Work from Home: Excuses, Excuses

Just how badly do you want this? What’s holding you back? People present all kinds of excuses for why they shouldn’t start a home-based business. Fear is the most common. Fear of failure, fear of financial insecurity, fear of responsibility, and fear of change are the most frequently stated. Let’s look at these for a moment and see if they apply to you.

Fear of Failure: Most of us fear failure. It’s natural. Who wants to fail at anything? Besides, if you don’t try, you can’t fail, and you will not have to deal with those negative emotions. Successful entrepreneurs see failure as an opportunity. They believe that there is no such thing as failure, only lessons. You need to be able to learn from your past failures, or as I call them, “tries.” I consider it this way: “I tried it; it didn’t work, so I’ll try something else.” I give failure no power. One of our favorite clichés is, “I would rather regret something I did over something I didn’t do.”

You should learn valuable lessons from each of your mistakes. What did you do wrong that could be corrected next time? Never dwell on your mistakes. Solve the problem and plan a new course of action.

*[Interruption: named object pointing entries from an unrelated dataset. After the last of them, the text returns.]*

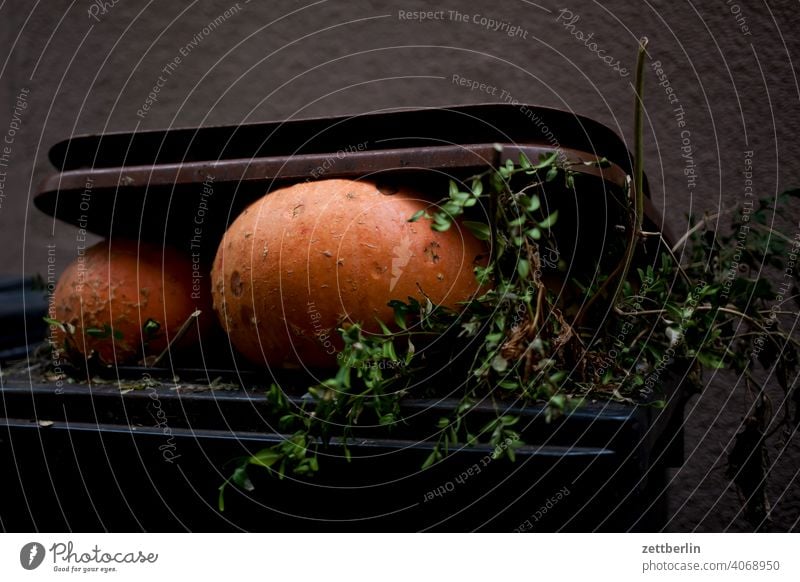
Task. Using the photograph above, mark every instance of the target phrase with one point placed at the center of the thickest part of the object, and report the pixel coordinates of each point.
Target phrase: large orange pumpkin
(304, 260)
(128, 299)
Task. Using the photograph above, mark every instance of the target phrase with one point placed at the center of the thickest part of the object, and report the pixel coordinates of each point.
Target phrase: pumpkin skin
(304, 260)
(122, 286)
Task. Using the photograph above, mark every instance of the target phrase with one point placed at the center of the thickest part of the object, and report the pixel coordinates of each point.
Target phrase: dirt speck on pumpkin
(236, 284)
(432, 252)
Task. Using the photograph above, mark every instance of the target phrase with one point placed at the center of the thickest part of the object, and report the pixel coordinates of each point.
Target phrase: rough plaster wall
(278, 58)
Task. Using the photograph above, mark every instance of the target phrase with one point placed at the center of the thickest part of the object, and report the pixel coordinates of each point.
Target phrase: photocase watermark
(169, 448)
(686, 148)
(322, 334)
(6, 148)
(783, 294)
(744, 225)
(475, 18)
(67, 559)
(568, 20)
(464, 476)
(172, 66)
(100, 8)
(739, 17)
(547, 506)
(195, 242)
(31, 555)
(331, 160)
(506, 97)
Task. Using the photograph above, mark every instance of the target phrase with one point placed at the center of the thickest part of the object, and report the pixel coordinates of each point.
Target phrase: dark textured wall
(731, 67)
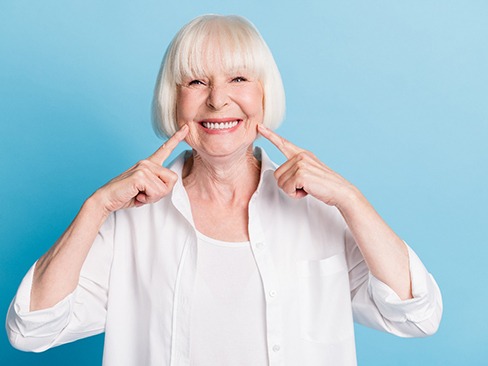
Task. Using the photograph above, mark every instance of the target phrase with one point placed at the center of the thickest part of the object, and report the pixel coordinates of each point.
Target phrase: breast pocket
(325, 301)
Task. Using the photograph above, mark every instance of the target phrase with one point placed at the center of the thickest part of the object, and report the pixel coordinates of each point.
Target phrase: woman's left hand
(303, 173)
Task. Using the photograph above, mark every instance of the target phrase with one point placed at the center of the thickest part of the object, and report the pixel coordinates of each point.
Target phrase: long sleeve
(377, 306)
(80, 314)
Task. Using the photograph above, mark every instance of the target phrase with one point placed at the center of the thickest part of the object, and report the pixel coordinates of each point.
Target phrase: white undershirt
(228, 326)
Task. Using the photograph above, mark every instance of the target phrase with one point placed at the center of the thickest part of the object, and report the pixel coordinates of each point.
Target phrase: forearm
(386, 255)
(57, 272)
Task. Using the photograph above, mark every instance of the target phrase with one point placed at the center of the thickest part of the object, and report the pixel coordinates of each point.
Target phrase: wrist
(96, 207)
(351, 199)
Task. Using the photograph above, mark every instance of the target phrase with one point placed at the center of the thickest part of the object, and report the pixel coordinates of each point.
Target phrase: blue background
(393, 95)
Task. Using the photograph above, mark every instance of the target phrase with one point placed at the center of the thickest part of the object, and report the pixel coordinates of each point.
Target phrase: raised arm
(57, 272)
(386, 255)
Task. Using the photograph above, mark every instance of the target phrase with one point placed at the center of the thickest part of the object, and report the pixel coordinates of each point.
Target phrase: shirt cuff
(425, 293)
(38, 323)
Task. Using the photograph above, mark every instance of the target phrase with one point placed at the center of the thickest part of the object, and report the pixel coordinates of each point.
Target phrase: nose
(218, 97)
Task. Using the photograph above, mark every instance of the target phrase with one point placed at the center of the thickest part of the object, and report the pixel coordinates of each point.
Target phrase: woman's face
(222, 111)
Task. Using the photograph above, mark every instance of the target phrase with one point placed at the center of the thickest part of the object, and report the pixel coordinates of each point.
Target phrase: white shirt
(137, 285)
(228, 324)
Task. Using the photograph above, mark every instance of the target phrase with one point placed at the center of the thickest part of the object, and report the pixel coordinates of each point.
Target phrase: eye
(196, 82)
(239, 79)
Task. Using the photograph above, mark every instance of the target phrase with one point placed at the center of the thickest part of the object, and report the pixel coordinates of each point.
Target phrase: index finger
(161, 154)
(285, 146)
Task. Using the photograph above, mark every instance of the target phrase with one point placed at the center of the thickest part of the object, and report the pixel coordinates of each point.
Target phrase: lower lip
(218, 131)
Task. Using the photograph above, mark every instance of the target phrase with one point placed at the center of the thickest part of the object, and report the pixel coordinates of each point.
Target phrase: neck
(228, 180)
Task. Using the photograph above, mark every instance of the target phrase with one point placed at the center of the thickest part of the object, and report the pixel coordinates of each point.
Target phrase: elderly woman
(223, 258)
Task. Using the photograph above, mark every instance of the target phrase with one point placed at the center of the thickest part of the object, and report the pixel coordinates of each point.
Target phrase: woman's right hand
(146, 182)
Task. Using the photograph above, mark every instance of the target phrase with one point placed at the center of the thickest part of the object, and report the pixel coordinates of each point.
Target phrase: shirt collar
(179, 196)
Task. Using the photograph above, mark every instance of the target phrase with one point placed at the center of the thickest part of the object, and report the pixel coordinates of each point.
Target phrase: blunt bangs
(233, 43)
(228, 44)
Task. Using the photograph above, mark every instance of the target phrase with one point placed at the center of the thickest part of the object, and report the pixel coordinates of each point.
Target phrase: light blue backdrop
(393, 95)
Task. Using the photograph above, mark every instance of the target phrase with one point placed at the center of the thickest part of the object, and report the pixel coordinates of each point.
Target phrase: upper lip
(220, 120)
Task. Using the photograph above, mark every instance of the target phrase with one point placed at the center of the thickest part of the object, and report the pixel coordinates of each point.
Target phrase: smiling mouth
(220, 125)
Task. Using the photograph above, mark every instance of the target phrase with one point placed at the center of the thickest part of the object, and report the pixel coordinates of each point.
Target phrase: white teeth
(220, 126)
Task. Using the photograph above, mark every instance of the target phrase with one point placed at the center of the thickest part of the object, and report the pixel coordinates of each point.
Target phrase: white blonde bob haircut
(233, 42)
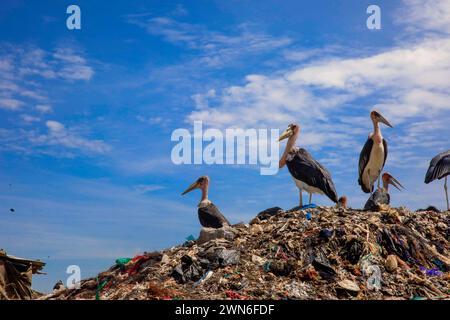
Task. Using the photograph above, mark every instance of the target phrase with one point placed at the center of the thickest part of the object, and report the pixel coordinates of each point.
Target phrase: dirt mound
(317, 253)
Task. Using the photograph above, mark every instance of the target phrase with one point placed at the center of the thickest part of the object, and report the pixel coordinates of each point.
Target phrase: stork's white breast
(375, 164)
(303, 186)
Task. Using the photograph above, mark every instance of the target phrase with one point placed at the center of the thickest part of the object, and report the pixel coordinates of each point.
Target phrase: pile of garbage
(312, 253)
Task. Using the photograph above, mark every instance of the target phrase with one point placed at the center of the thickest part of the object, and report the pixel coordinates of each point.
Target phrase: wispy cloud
(57, 141)
(24, 68)
(216, 48)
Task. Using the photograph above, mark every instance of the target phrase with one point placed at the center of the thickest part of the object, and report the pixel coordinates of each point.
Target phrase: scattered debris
(16, 277)
(337, 253)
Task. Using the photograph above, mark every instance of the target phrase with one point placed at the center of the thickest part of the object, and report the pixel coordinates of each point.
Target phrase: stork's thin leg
(370, 181)
(446, 193)
(379, 178)
(301, 198)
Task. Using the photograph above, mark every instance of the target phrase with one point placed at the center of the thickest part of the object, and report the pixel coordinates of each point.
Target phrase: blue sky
(86, 115)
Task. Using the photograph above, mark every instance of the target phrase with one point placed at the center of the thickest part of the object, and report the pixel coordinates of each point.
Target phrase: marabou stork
(381, 195)
(308, 174)
(373, 155)
(438, 169)
(208, 214)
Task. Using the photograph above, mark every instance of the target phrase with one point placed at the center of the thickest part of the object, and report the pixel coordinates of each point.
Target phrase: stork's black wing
(211, 217)
(363, 160)
(385, 152)
(377, 198)
(305, 168)
(439, 167)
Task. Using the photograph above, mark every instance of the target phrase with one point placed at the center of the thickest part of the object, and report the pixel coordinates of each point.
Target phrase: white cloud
(10, 104)
(44, 108)
(54, 126)
(23, 69)
(216, 49)
(58, 141)
(145, 188)
(428, 15)
(29, 119)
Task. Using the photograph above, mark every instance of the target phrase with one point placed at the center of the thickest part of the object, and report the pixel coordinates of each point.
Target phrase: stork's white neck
(289, 145)
(203, 203)
(377, 132)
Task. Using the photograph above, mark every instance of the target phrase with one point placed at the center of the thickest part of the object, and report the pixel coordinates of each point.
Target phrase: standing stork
(382, 196)
(373, 155)
(438, 169)
(308, 174)
(208, 214)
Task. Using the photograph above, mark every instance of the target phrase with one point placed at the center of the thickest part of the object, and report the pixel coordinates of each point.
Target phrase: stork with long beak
(439, 168)
(308, 174)
(208, 214)
(381, 195)
(373, 155)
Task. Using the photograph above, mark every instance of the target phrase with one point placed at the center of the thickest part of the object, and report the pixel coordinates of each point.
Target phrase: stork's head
(388, 179)
(377, 118)
(342, 202)
(200, 183)
(292, 129)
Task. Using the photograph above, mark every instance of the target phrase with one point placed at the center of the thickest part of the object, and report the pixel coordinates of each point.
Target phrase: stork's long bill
(286, 134)
(378, 117)
(388, 179)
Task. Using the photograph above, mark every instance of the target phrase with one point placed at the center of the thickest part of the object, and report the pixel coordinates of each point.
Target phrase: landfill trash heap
(317, 253)
(16, 276)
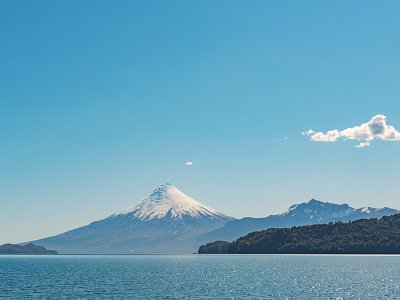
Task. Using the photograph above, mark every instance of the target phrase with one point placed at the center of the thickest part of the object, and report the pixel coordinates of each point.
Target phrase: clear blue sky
(102, 101)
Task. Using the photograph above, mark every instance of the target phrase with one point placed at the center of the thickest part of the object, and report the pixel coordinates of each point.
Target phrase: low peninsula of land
(373, 236)
(25, 249)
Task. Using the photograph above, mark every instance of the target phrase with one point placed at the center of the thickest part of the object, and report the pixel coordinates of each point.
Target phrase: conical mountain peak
(169, 201)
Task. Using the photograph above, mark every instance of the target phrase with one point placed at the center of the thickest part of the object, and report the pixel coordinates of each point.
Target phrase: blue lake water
(199, 277)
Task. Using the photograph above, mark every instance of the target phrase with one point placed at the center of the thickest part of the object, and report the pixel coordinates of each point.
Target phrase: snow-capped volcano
(166, 221)
(167, 200)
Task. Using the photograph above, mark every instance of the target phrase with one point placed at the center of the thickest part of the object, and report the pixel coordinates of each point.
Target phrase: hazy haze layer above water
(200, 277)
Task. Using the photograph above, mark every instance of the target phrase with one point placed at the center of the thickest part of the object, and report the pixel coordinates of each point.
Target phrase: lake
(200, 277)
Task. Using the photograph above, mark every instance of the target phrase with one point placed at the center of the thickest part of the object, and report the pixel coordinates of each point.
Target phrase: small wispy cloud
(376, 128)
(284, 139)
(362, 145)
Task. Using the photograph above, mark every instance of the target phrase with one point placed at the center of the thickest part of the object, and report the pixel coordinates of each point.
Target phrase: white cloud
(362, 145)
(376, 128)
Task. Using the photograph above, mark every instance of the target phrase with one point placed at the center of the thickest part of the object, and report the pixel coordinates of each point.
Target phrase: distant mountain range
(169, 221)
(312, 212)
(373, 236)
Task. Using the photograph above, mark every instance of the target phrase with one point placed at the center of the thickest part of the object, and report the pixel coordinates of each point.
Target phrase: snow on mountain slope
(167, 221)
(167, 199)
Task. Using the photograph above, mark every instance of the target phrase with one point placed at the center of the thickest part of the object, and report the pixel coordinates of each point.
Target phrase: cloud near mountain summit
(376, 128)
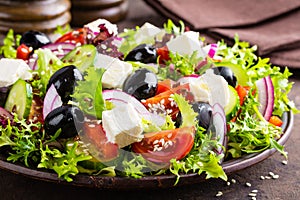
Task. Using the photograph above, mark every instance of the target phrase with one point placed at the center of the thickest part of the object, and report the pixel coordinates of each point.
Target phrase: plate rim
(158, 181)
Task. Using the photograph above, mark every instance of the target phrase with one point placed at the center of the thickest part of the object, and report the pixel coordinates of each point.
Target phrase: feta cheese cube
(187, 44)
(218, 87)
(12, 70)
(122, 125)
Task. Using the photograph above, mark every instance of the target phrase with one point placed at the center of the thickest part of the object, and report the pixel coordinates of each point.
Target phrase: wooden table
(287, 186)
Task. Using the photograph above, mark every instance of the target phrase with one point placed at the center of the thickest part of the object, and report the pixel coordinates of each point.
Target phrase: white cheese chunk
(218, 87)
(12, 70)
(146, 32)
(122, 125)
(116, 73)
(187, 44)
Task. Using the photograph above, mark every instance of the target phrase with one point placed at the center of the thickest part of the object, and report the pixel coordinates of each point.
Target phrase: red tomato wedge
(164, 85)
(163, 54)
(161, 147)
(94, 135)
(23, 52)
(76, 36)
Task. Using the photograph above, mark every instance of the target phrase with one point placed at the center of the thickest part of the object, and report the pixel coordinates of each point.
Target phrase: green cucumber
(19, 99)
(82, 57)
(238, 71)
(233, 103)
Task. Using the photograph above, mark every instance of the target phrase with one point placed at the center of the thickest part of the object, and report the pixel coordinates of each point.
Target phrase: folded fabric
(282, 33)
(203, 14)
(271, 25)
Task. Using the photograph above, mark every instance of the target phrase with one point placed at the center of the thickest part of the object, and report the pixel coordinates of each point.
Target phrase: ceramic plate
(162, 181)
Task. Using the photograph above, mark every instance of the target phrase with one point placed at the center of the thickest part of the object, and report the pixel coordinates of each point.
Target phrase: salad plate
(159, 181)
(147, 108)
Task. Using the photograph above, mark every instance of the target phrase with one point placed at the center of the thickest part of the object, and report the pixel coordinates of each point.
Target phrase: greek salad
(143, 102)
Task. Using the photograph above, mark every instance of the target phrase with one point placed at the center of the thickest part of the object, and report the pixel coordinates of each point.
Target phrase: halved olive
(227, 74)
(142, 84)
(142, 53)
(68, 118)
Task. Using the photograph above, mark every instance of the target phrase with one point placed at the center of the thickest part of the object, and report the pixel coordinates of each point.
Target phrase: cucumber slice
(19, 99)
(82, 56)
(233, 103)
(239, 72)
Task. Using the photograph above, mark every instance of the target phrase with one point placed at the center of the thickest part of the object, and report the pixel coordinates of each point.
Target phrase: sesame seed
(219, 194)
(252, 194)
(162, 141)
(284, 162)
(275, 176)
(248, 184)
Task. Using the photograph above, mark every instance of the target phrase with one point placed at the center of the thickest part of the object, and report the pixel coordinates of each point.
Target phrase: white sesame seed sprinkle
(252, 194)
(219, 194)
(276, 176)
(284, 162)
(248, 184)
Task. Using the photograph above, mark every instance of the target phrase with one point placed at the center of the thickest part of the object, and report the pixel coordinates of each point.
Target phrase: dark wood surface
(16, 186)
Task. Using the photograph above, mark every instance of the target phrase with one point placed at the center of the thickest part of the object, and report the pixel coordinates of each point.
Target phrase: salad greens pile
(248, 131)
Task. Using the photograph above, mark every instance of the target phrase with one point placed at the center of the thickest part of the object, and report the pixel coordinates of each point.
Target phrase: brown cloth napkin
(272, 25)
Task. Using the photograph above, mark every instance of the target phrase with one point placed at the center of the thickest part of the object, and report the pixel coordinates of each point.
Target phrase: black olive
(227, 73)
(204, 116)
(64, 80)
(143, 53)
(142, 84)
(68, 118)
(34, 39)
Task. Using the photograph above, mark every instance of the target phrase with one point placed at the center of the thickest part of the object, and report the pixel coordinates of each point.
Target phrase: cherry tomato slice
(163, 102)
(76, 36)
(165, 85)
(95, 139)
(163, 54)
(23, 52)
(161, 147)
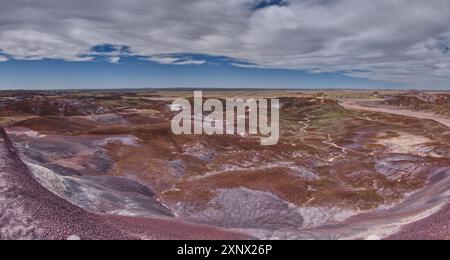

You can also prevent the risk of failure by being aware of why most home-based or small businesses fail and then guard against these things. The following are several reasons many businesses fail:

1. Lack of enthusiasm, motivation, dedication and drive
2. Lack of self-confidence
3. Lack of knowledge and expertise
4. Lack of management skills necessary to run a successful business
5. Lack of providing clients with quality and professional services
6. Lack of a professional attitude
7. Lack of a market for services

Remember that success takes time. Very few businesses are overnight successes. It takes work, rethinking of ideas and carrying out your plans. Think of success as a marathon, not a sprint.

Fear of Financial Insecurity: This is a valid concern for those leaving the security of a full-time job with a regular paycheck every week. There is no guarantee that every week you will make a certain amount of money. However, you can take steps that will enable you to make it through the slow times until your business is up and running. Don’t let your paycheck addiction seriously interfere with your dream of entrepreneurship. Keep in mind that you could be downsized, fired, laid off, let go, given the pink slip (you get my point) tomorrow, so take control of your future now!

Have two or three months of money in reserve to help you through the first few months. This alleviates the stress of having to make money NOW! Many start this business on a part-time basis and continue working their full-time jobs to keep money coming in and to build their client base.

However, lack of savings shouldn’t stop you from starting a business. After being in business for 20 years and seeing so many businesses succeed, I know many who have made it without this extra money.

Fear of Responsibility: Many are frightened by the role of sole responsibility. They like the option of going to someone else when a crisis hits and having that person solve the problem. With everything falling on their shoulders, they fear they can’t handle the stress. Advance planning is the key here. When you start your business, have a good back-up plan in effect. Then when a crisis hits, you immediately know what to do. After the first few crisis situations, you learn to remain calm and solve problems with little effort.